To Invest, or Not to Invest …That is the Question! (First of a three part series)

Our economic climate over the last year has really changed…real estate values have tumbled in some instances 30 to 40 per cent, the stock market has taken a hard hit, basic life necessities like food and gasoline have increased in price beyond our wildest dreams, unemployment is at an all time high and credit is tight…times are tough.

In light of what is going on around us, it is important for you to analyze your own personal financial situation and determine the savings, spending and investment direction that makes the most sense for you.   It’s a time to get selfish, determine what is important to you, and adjust your lifestyle accordingly because the days of “having it all” are pretty much over.

Over the last fifty years, the attraction of individuals towards developing an investment portfolio has really increased.  When I was a child, my parents had their savings at a bank, collected interest and thought that “playing the stock market” was only for the very rich.  They knew about economic depression, they lived it and, as a result, had little tolerance for financial risk.

As we watch the volatility of the financial markets around us and the recession/depression trends rearing their ugly head, it is time to get back to the basics and become more conservative in our approach to investing and make sure we are only risking those funds that we can afford to lose.

Believe it or not, there is a huge difference between saving and investing.  Saving is for smaller , near term goals such as a family vacation, a new car or a financial emergency.  It is where you keep cash in a savings account, money market or short-term certificate of deposit where you have little or no risk of losing principal and can have immediate access to your funds.   As you look at your monthly budget of income and fixed expenses, savings comes from the excess …it is the part of your budget where you pay yourself…and until you accomplish this step, investing is totally out of the question.

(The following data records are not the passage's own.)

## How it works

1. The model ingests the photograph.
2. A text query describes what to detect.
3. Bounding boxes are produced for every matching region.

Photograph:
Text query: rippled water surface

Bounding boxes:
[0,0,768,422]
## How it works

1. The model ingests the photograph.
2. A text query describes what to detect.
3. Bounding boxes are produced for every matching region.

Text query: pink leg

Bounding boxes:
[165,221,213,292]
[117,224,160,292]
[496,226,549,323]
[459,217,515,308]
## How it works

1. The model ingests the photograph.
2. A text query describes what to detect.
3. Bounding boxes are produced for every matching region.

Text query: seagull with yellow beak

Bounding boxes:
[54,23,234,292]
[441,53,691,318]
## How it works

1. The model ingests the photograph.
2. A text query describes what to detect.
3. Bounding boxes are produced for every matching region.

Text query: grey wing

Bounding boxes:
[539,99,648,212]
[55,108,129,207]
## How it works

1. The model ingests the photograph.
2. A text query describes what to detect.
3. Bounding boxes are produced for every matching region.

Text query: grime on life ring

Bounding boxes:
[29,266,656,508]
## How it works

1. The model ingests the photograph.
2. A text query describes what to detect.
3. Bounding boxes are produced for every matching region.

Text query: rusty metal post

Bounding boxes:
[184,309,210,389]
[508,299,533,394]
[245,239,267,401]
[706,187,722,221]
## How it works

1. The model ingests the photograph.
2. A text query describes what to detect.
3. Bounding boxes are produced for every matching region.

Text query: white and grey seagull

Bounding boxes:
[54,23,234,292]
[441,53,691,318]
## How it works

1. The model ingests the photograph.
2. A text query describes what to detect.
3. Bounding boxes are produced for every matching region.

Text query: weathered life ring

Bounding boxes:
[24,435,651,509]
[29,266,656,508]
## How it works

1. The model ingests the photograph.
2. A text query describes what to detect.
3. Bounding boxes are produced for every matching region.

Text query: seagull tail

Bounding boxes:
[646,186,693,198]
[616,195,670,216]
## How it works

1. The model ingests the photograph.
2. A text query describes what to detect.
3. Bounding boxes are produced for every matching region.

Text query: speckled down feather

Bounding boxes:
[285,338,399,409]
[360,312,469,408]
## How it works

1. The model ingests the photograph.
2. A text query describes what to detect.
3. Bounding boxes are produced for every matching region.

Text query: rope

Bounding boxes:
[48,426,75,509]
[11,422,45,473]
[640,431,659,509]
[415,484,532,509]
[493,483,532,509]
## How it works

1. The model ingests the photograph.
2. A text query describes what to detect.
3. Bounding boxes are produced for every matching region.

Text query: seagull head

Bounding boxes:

Although this concept may appear to be pretty elementary, I am always surprised when clients call me, under tremendous financial stress, and they inform me that they are putting away the maximum contribution in their 401k plan at the office.

When money is tight it is very important to put first things first …living a comfortable, stress free life has to take priority.  The good old basics of putting a roof over your head and bread on the table are the essentials that take the lead.  Follow these with health care, modest transportation, and education.

Once all of the basics are covered, then look for savings opportunities…which, at that time, may include retirement savings if you are over the age of 40 and your employer offers a matching program.  Be cautious of the investment products that are offered regarding built in fees and early withdrawal penalties…all of which are pretty common with insurance administered retirement plans.

Buyer beware!  If you have any questions or doubts, contact your financial professional.